Berbeda dengan Maurarar, Ketua DPP Golkar Happy Bone menyatakan Golkar sangat mempertimbangkan suara Jokowi di 2019 dalam penentuan dukungan di Pilgub Jabar dan Jatim.

Menurut Happy, salah satu yang membuat rekomendasi kepada Khofifah sebagai cagub Jatim cepat dikeluarakan adalah karena yang bersangkutan dianggap bisa selaras dengan Jokowi.

"Bu Khofifah menterinya Pak Jokowi. Dulu juga jadi timsesnya Pak Jokowi. Kami sebagai partai pendukung Pak Jokowi tidak ada alasan untuk tidak mendukungnya," kata Happy.

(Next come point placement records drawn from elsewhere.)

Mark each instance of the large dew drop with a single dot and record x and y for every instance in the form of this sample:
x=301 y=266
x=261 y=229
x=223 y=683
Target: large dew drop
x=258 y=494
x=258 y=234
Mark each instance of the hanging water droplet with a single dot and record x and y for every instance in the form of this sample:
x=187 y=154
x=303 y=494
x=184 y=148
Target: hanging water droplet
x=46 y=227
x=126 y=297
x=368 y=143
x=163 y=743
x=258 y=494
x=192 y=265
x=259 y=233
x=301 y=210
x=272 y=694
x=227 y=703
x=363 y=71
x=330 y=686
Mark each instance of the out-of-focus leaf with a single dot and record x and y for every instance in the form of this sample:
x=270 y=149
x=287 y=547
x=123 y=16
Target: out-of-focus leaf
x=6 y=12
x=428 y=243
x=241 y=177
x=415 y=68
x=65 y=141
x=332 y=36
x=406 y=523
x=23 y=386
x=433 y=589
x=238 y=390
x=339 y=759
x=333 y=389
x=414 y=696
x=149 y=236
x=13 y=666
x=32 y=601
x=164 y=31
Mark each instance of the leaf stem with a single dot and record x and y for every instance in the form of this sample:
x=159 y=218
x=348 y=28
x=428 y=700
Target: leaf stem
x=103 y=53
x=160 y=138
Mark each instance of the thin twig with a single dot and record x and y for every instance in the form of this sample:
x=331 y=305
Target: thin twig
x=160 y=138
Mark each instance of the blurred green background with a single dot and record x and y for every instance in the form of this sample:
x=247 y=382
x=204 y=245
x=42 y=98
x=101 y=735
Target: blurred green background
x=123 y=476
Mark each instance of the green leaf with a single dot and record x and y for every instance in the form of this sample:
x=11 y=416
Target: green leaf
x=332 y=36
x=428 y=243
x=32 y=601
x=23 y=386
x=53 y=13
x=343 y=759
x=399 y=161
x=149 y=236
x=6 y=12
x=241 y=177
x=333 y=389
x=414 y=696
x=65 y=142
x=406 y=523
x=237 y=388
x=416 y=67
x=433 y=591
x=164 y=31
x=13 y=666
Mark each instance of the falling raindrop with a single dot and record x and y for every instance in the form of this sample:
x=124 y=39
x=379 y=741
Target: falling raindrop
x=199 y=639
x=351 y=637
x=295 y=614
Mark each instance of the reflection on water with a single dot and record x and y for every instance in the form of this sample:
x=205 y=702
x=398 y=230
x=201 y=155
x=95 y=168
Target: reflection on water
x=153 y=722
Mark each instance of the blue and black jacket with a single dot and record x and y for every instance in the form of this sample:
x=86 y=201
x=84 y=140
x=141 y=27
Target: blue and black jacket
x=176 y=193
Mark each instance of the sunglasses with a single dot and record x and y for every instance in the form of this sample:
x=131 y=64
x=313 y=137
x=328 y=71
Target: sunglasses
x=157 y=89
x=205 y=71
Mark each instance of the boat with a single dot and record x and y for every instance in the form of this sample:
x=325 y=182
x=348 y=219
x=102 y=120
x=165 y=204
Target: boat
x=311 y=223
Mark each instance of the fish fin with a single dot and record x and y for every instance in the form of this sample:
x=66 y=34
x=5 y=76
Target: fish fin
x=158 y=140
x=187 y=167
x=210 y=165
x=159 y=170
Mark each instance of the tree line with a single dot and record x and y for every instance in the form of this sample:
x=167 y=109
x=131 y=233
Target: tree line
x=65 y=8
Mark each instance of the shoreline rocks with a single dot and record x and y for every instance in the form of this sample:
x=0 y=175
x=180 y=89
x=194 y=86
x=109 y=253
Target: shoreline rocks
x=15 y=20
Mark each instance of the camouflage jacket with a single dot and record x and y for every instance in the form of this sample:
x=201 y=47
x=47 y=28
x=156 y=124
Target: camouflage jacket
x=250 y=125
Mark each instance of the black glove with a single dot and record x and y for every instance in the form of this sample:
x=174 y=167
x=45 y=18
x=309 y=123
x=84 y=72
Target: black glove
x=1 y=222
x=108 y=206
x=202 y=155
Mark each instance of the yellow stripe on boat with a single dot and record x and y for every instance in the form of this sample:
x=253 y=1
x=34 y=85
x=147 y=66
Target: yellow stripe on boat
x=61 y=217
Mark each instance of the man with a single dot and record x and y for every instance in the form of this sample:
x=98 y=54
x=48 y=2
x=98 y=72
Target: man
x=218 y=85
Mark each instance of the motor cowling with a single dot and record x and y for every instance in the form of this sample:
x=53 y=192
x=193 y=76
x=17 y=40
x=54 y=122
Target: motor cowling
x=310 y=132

Pertimbangan yang sama juga digunakan Golkar dalam Pilgub Jabar. Happy bilang, Golkar sampai saat ini masih terjebak dalam dilema menentukan dukungan. Di satu sisi Dedi Mulyadi sebagai calon yang akan mereka usung sudah merasa cocok dengan Deddy Mizwar, tapi pada lain sisi, Demokrat belum mau diajak bersama-sama untuk mendukung Jokowi di Pilpres 2019.

"Kami sedang berusaha agar Demokrat mau berkomitmen mendukung Jokowi di 2019. Fokus kami itu," kata Happy.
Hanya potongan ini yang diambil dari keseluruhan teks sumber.